It’s easy to ignore odd year elections and who’s on the ballot. But civic duty leads us to the polls on that second Tuesday each November to cast our ballots. Perhaps there’s a city council person we’re supporting, or an interest in the local school board race that brings us out. We get in the booth and realize we did not do any research on the judicial candidates. Many of us instinctively vote for the woman listed instead of another white man.
I can admit that I’m guilty of not always doing my due diligence. Not knowing if that woman I just cast a ballot for truly reflects the values I hold, or supports the same policies I do.
Wanting to be represented in the judicial system or in government is a normal, admirable aspiration. But we also know that white women are not a monolith. We don’t have to look very far back in history to find examples of women not supporting other women; women working to undermine progress towards female autonomy in society.
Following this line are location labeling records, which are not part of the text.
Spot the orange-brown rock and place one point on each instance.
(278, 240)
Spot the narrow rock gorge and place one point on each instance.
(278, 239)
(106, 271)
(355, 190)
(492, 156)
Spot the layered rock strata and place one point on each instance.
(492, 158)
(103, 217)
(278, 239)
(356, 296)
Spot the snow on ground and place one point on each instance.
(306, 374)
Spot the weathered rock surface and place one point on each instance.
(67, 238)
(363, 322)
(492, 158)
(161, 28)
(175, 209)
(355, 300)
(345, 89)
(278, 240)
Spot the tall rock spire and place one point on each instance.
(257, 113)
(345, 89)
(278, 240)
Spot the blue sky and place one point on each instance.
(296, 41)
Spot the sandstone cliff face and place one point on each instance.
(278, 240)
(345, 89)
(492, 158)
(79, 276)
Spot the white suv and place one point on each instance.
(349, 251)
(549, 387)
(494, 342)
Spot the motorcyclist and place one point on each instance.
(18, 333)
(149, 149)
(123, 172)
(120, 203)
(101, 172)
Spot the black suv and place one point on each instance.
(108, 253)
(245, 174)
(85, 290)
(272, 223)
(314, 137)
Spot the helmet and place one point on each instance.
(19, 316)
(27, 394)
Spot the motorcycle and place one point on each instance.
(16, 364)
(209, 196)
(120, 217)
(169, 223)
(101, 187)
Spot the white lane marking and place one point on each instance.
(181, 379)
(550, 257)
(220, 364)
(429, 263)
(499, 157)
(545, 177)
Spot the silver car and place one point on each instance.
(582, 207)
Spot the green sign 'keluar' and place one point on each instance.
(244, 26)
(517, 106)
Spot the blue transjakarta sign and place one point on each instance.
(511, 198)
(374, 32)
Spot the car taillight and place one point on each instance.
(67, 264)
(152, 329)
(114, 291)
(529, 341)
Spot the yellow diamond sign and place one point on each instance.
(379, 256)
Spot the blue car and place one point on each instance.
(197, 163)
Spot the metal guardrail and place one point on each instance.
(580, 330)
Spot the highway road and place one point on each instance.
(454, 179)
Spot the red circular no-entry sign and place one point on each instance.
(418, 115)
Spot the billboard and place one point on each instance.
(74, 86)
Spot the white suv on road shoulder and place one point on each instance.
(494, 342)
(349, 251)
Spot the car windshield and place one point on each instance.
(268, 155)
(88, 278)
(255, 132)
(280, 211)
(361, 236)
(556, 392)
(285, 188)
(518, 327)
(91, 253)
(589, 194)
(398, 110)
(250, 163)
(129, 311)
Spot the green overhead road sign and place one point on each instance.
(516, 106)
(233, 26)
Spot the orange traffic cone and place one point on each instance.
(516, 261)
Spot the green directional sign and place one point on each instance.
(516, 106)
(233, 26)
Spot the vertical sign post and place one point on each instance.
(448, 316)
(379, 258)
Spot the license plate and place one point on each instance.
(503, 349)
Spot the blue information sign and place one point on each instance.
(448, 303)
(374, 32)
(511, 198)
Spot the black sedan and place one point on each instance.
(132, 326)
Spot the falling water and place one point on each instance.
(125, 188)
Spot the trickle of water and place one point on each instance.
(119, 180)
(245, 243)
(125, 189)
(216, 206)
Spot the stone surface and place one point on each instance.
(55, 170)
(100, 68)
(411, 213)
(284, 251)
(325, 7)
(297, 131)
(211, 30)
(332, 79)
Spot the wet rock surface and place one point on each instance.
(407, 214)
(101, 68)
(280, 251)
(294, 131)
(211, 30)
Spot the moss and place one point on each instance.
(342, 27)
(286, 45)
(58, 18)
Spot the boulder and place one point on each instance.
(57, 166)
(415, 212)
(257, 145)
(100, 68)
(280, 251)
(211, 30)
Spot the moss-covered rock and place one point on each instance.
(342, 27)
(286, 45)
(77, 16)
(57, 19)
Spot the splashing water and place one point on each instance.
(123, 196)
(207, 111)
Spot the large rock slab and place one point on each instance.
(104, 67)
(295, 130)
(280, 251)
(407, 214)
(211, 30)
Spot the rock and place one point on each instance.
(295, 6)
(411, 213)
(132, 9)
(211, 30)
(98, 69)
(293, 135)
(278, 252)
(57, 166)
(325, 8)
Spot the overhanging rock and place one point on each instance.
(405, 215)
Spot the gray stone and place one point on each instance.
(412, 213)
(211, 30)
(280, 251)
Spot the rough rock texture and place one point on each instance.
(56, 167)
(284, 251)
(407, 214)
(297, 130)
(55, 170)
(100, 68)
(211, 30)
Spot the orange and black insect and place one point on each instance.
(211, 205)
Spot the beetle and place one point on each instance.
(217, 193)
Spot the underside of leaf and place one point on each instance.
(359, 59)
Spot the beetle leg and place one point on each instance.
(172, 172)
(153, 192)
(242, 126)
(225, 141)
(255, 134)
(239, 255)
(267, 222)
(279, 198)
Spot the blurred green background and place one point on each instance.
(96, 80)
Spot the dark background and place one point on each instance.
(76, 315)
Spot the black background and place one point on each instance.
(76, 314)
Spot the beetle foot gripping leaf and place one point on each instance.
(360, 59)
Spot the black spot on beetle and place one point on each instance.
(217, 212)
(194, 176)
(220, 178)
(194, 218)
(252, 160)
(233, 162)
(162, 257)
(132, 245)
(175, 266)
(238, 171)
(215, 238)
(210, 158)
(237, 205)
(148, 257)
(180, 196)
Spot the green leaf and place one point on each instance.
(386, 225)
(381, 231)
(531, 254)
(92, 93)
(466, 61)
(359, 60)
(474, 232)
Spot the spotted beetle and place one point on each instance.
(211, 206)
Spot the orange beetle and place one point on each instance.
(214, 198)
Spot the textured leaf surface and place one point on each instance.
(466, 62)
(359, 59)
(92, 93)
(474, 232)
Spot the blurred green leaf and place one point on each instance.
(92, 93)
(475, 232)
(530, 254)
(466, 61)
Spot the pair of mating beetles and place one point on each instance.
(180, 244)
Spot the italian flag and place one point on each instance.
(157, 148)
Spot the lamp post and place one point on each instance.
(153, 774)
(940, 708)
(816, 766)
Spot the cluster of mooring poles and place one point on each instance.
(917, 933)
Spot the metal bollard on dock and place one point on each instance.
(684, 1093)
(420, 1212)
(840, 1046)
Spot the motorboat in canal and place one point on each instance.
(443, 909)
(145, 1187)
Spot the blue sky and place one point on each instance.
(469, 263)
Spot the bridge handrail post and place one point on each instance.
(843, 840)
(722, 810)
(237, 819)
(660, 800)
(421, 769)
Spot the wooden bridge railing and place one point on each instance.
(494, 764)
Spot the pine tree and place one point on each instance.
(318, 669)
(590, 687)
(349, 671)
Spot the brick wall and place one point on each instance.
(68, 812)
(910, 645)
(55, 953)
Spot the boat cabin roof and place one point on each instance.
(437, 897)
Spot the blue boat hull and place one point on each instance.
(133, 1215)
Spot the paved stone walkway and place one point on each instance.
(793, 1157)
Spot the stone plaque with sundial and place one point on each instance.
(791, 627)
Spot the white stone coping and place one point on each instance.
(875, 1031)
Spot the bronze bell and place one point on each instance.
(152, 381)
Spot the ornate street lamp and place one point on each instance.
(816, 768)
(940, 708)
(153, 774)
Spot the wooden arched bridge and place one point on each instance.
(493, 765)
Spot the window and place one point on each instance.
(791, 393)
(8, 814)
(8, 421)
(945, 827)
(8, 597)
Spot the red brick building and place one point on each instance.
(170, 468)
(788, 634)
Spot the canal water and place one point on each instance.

Look back to the women’s suffrage movement prior to the 19th Amendment granting white women the freedom to vote – not all white women were invested in ALL women having access to the ballot. Phyllis Schlafly undermined ratification of the ERA. Justice Amy Coney Barrett voted with fellow conservative justices to strike down Roe v. Wade in the Dobbs decision.
Is Judge Carolyn Carluccio, Republican candidate for the PA Supreme Court, one of these women?
Sometimes representation comes in a different package. It doesn’t look like me in the mirror. It may be a different color or different gender. Having done my due diligence this year, I know this to be the case for PA Supreme Court candidates. Carluccio has scrubbed her campaign site of references to abortion since the primary — she opposes abortion access in case you are wondering: she was endorsed by the misnomer, PA Pro-Life Federation and her family foundation supports anti-abortion clinics. Another strike, her campaign is largely supported by a single billionaire (sound familiar?).
Since the legality of abortion was remanded to the states, we in Pennsylvania have been fortunate to continue to be able to make the health care choices we know are right for ourselves and our families. A change in the political makeup of the Supreme Court (maybe not this year, but possibly in 2025 when three Democratically held seats are up for retention) could put that continued autonomy at risk.
This year my representation comes in the form of Judge Daniel McCaffery, who’s not just another white man. McCaffery is supported by Planned Parenthood and publicly supports women’s rights to make their own health and family decisions.
It’s 2023 and abortion is on the ballot. Women’s physical, economic, and emotional autonomy is on the ballot. Blindly voting for a woman is not a risk I’m willing to take.